Here, the kinetics of oxidative stress responses of alfalfa (Medicago sativa) seedlings to cadmium (Cd) and mercury (Hg) (0, 3, 10 and 30 microm) exposure, expanding from a few minutes to 24 h, were studied. Intracellular oxidative stress was analysed using 2',7'-dichlorofluorescin diacetate and extracellular hydrogen peroxide (H(2)O(2)) production was studied with Amplex Red. Growth inhibition, concentrations of ascorbate, glutathione (GSH), homoglutathione (hGSH), Cd and Hg, ascorbate peroxidase (APX) activity, and expression of genes related to GSH metabolism were also determined. Both Cd and Hg increased cellular reactive oxygen species (ROS) production and extracellular H(2)O(2) formation, but in different ways. The increase was mild and slow with Cd, but more rapid and transient with Hg. Hg treatments also caused a higher cell death rate, significant oxidation of hGSH, as well as increased APX activity and transient overexpression of glutathione reductase 2, glutamylcysteinyl synthetase, and homoglutathione synthetase genes. However, Cd caused minor alterations. Hg accumulation was one order of magnitude higher than Cd accumulation. The different kinetics of early physiological responses in vivo to Cd and Hg might be relevant to the characterization of their mechanisms of toxicity. Thus, high accumulation of Hg might explain the metabolism poisoning observed in Hg-treated seedlings.

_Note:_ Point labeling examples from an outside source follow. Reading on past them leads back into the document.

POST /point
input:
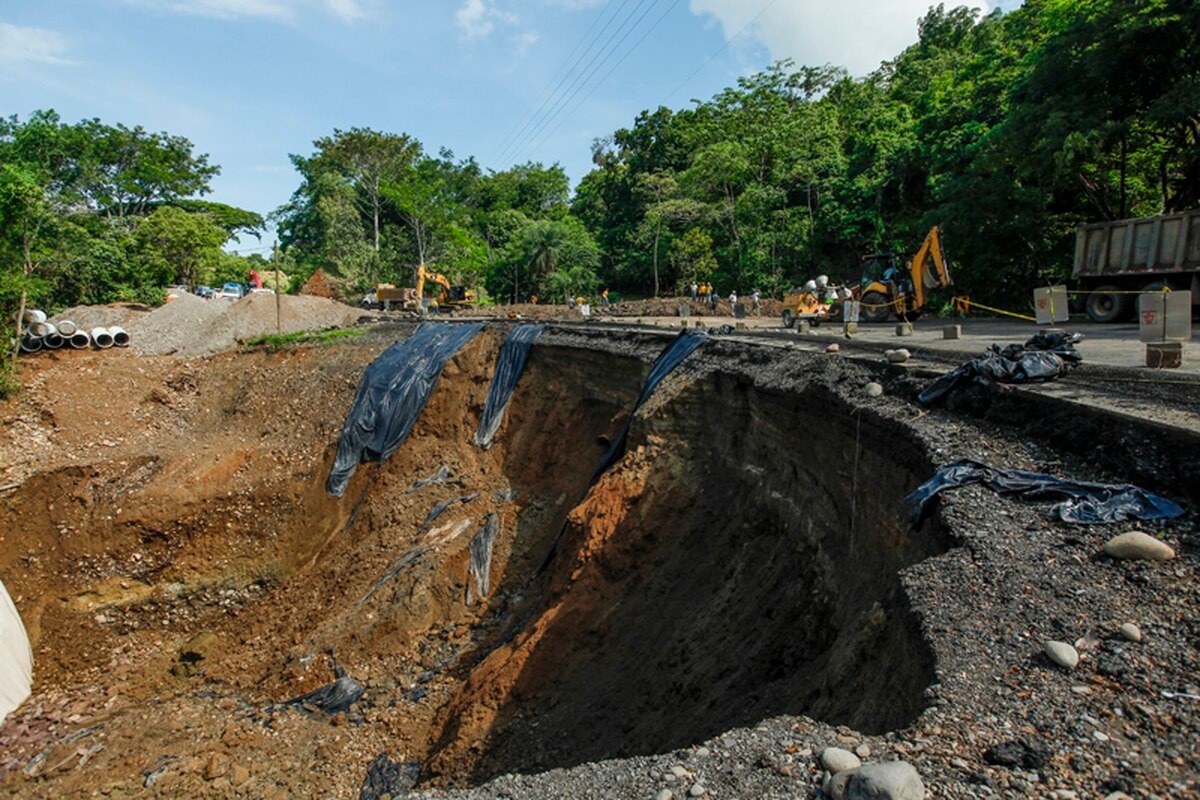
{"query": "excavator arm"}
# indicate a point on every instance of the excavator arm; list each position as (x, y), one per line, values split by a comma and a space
(929, 269)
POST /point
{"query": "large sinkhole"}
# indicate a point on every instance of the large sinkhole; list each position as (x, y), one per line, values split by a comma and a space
(739, 561)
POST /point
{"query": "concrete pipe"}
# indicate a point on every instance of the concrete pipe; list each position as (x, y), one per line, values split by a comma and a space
(101, 338)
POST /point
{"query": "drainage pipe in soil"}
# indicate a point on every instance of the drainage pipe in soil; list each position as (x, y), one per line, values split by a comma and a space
(101, 338)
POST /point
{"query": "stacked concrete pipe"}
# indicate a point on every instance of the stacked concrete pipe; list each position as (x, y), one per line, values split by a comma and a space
(101, 338)
(51, 337)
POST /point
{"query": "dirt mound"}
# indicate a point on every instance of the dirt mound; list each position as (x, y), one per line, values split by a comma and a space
(319, 286)
(192, 326)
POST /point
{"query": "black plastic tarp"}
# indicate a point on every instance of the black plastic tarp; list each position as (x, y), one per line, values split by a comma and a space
(1045, 356)
(679, 349)
(391, 395)
(1080, 501)
(509, 365)
(481, 557)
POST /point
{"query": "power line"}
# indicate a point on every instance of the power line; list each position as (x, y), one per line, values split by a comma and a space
(579, 84)
(561, 77)
(719, 50)
(613, 68)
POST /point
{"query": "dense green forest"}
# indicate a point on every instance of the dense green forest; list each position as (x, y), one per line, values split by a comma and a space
(1007, 130)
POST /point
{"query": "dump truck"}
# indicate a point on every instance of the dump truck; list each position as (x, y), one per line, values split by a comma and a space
(388, 296)
(1117, 260)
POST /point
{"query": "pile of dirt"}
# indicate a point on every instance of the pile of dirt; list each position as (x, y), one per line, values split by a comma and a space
(319, 286)
(192, 326)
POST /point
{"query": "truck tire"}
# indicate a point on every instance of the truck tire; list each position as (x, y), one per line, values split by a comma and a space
(1104, 305)
(875, 308)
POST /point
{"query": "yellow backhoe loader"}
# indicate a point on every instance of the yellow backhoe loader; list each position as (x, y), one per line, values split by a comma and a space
(887, 289)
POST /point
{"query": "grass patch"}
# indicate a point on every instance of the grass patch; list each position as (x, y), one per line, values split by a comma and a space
(279, 341)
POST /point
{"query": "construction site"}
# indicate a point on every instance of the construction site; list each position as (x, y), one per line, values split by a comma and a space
(534, 553)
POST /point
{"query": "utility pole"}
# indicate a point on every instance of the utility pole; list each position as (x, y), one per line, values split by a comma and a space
(279, 314)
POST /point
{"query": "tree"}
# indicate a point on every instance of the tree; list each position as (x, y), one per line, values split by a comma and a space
(178, 246)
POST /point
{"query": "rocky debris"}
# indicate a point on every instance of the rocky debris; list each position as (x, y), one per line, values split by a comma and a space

Cellular damage induced by cadmium and mercury in Medicago sativa.

Alfalfa (Medicago sativa) plantlets were exposed to Cd or Hg to study the kinetics of diverse stress indexes. In the so-called beaker-size hydroponic system, plantlets were grown in 30 microM of Cd or Hg for 7 d. Oxidative stress took place and increased over time, a linear response being observed with Cd but not with Hg. To improve the sensitivity of the stress assays used, a micro-assay system, in which seedlings were exposed for 24 h, was developed. Phytotoxicity of metals, quantified as growth inhibition, was observed well before there was any change in the non-protein thiol tissue concentration. When measured with conventional techniques, oxidative stress indexes did not show significant variation. To trace early and small plant responses to Cd and Hg, a microscopic analysis with novel fluorescent dyes, which had not yet been exploited to any significant extent for use in plants, was conducted. These fluorescent probes, which allowed minute cellular responses to 0, 3, 10, and 30 microM of both metals to be visualized in the roots of the alfalfa seedlings, were: (i) 2',7'-dichlorofluorescin diacetate that labels peroxides; (ii) monochlorobimane that stains reduced glutathione/homoglutathione (GSH/hGSH); and (iii) propidium iodide that marks nuclei of dead cells. Oxidative stress and cell death increased after exposure for 6-24 h to Cd and Hg, but labelling of GSH/hGSH decreased acutely. This diminution might be the result of direct interaction of GSH/hGSH with both Cd and Hg, as inferred from an in vitro conjugation assay. Therefore, both Cd and Hg not only compromised severely the cellular redox homeostasis, but also caused cell necrosis. In plants treated with 1 mM L-buthionine sulphoximine, a potent inhibitor of GSH/hGSH synthesis, only the oxidative stress symptoms appeared, indicating that the depletion of the GSH/hGSH pool was not sufficient to promote cell death, and that other phytotoxic mechanisms might be involved.